Shinsuke mengangguk-angguk. “Jadi itu sebabnya kamu sering memesan kendaraan online?” tanya Shinsuke.

Rintarou mengangguk, “itung-itung berbagi rejeki aja ke ojek atau taksi online gitu,” balas Rintarou.

“Kalau dengan Semi? Sepertinya kamu dan Semi sering pergi berdua, ya? Semi sering mengantar kamu?” tanya Shinsuke.

“Seperti yang pernah gue bilang dulu, Kak. Gue barengan sama Semi juga udah lama, sih, Kak. Sejak sekolah juga gue nebengnya dia. Jadi udah kebiasaan aja gitu kadang mau ke mana gitu dianter dia,” jawab Rintarou. “Kalau bareng si kembar paling pas gue mau ke apart yang di Inari. Kan deket, tuh, sama rumah si kembar.”

Shinsuke mengangguk-angguk mengerti. Tidak lama kemudian pesanan mereka datang. Baik Rintarou atau Shinsuke kemudian menunda percakapan mereka dan fokus pada makanan masing-masing.

Rintarou tampak menikmati makanan yang ia pesan. Berbeda dengan Shinsuke yang sesekali melirik ke arah Rintarou. Lebih tepatnya ke arah bibir Rintarou yang kerap terbuka dan tertutup saat menikmati makanannya.

Sejak mengetahui bahwa sosok pemilik akun bernama Nana itu adalah Rintarou, Shinsuke sama sekali tidak bisa tidak memikirkan Rintarou. Belum lagi ketika mengingat bagaimana Rintarou saat mabuk dan berada di pangkuannya. Rintarou memang laki-laki sama seperti dirinya, namun Shinsuke tidak bisa berbohong jika ia merasa Rintarou sangat cocok berada di pangkuannya.

Benar kata Wakatoshi. Ketika Shinsuke memegang pinggang Rintarou, pinggang adik kelasnya dulu itu begitu ramping dan seperti sangat pas untuk dipeluk. Shinsuke kembali tergoda jujur saja. Mengingat bagaimana seksinya sosok Rintarou ketika menjilati sendok es krim yang ia gunakan untuk menyuapi Rintarou membuat pikiran Shinsuke melayang ke mana-mana.

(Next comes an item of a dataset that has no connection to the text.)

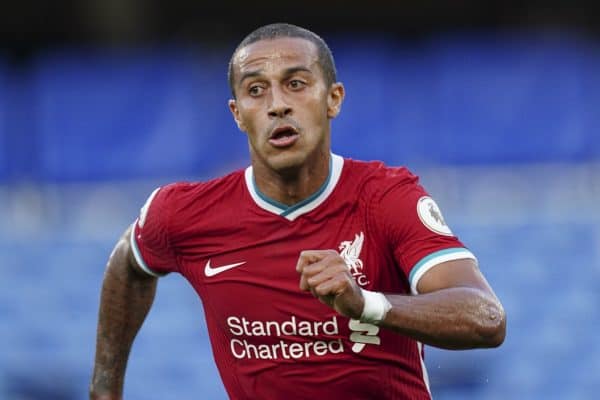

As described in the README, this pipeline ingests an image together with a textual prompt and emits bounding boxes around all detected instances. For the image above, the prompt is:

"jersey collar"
[245,153,344,221]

Lalu, paha itu. Paha yang sering Nana pamerkan yang hanya ia bisa nikmati di layar ponsel belaka. Setelah mengetahui jika Nana adalah Rintarou dan sosok Rintarou begitu dekat dengan Shinsuke, Shinsuke tidak bisa menahannya; Shinsuke benar-benar ingin menandai paha itu dengan tandanya.

“Suna, nanti malam saya boleh main ke kamar kamu?”

“Hah? Tiba-tiba amat?” tanya Rintarou.

“Sekali-kali. Mumpung kamu di asrama,” balas Shinsuke. “Sekalian temani saya mengerjakan laporan jika kamu tidak keberatan,” sambung Shinsuke.

Rintarou mengangguk-angguk, “nggak apa-apa, sih. Asal gue jangan diminta buat ikut ngerjain laporan lo.”

“Tidak. Kamu cukup temani saya saja,” balas Shinsuke.

Rintarou mengangguk, “dateng aja ntar terserah Kak Shin mau jam berapa,” ucap Rintarou.

Shinsuke mengangguk. Ia terus menatap Rintarou yang seperti tidak sadar jika Shinsuke terus menatapnya.

Jika saja Rintarou tahu bahaya apa yang mungkin saja mengincarnya karena sudah mengijinkan Shinsuke masuk ke kamarnya.